Gözümün tekinin seğirdiğini hissediyordum. “Defolun gidin şuradan!” diye bağırdım ama daha çok güldüler. Hatta diğerleri de onlara eşlik etti. Babamın elindeki çekirdekleri görünce beynimden vurulmuşa döndüm resmen. “Ya baba bu saatte onları nereden buldun Allah aşkına,” derken kendimi camdan atmak istemiştim. Film mi çekiyoruz şurada, imdat ya!

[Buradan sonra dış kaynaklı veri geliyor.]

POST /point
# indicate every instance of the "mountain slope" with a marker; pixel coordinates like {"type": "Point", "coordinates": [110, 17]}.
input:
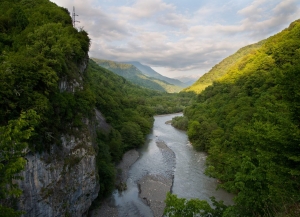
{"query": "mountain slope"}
{"type": "Point", "coordinates": [221, 68]}
{"type": "Point", "coordinates": [134, 75]}
{"type": "Point", "coordinates": [248, 122]}
{"type": "Point", "coordinates": [152, 73]}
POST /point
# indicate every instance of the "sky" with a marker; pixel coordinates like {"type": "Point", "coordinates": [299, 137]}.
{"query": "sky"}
{"type": "Point", "coordinates": [178, 37]}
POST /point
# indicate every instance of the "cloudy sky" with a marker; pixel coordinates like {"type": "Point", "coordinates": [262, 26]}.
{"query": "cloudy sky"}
{"type": "Point", "coordinates": [178, 37]}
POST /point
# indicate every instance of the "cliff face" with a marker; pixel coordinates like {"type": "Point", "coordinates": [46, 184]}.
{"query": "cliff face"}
{"type": "Point", "coordinates": [63, 181]}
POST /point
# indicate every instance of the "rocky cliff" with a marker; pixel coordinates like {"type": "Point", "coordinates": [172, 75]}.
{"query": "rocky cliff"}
{"type": "Point", "coordinates": [64, 180]}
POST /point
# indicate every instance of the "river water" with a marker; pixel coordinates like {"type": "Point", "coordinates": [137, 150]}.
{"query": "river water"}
{"type": "Point", "coordinates": [181, 164]}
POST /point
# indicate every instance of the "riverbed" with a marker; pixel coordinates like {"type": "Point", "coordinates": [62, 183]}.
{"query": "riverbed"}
{"type": "Point", "coordinates": [167, 162]}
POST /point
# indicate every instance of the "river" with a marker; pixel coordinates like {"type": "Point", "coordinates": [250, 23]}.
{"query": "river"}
{"type": "Point", "coordinates": [167, 162]}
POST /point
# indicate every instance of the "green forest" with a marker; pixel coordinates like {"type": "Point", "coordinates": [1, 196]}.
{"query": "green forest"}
{"type": "Point", "coordinates": [248, 123]}
{"type": "Point", "coordinates": [40, 51]}
{"type": "Point", "coordinates": [246, 115]}
{"type": "Point", "coordinates": [133, 74]}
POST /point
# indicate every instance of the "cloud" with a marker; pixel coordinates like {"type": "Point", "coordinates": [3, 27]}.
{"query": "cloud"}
{"type": "Point", "coordinates": [144, 9]}
{"type": "Point", "coordinates": [161, 34]}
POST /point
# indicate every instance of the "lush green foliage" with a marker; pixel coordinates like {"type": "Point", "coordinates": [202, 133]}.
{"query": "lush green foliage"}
{"type": "Point", "coordinates": [38, 48]}
{"type": "Point", "coordinates": [131, 73]}
{"type": "Point", "coordinates": [221, 68]}
{"type": "Point", "coordinates": [129, 109]}
{"type": "Point", "coordinates": [248, 122]}
{"type": "Point", "coordinates": [13, 147]}
{"type": "Point", "coordinates": [180, 207]}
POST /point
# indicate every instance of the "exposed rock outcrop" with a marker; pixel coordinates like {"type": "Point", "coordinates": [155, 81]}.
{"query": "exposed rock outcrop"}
{"type": "Point", "coordinates": [63, 181]}
{"type": "Point", "coordinates": [60, 183]}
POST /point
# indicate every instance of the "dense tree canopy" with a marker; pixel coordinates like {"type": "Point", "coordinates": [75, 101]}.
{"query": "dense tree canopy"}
{"type": "Point", "coordinates": [248, 122]}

Giray abim kaşlarıyla babamı işaret ettiğinde “Adam tam teşkilat hazır kaosa,” dedi Serdar abime bakarak. Hönkürerek gülüyorlardı.
“Ne zaman değil ki?”
“Ceplerinde çekirdekle gezmiyorsa bi’ bok bilmiyorum.”
“Evde Nazlı gibi biri var. Her daim kaos çıkacağını biliyor adam.”
Annem babama bezmiş bir şekilde bakarken Giray abim de babamdan biraz çekirdek almak için uzandı ama babam ellerini kendine doğru çekti. “Kızımla uğraşmayın keratalar,” diye kızdı ikisine. Benim yüzümde tebessüm oluşurken “babasını keyiflendirmeyi biliyor, terminatörüm benim,” demesiyle yüzümdeki gülümseme anında silindi. Abilerim daha çok kahkaha attı.
“Hayır Nazlınatör!”
“Şaka gibisiniz gerçekten!” diye bağırdıktan sonra öfkeyle mutfağa gittim. Derin’den öfkemi çıkardıktan sonra onlara da gülmesinin hesabını soracaktım.
Tezgahın üzerindeki boş sürahiye su doldurdum. Herkes ne yapacağımı merakla izlerken Derin’in kapısını tekrar yumruklayıp açmasını istedim.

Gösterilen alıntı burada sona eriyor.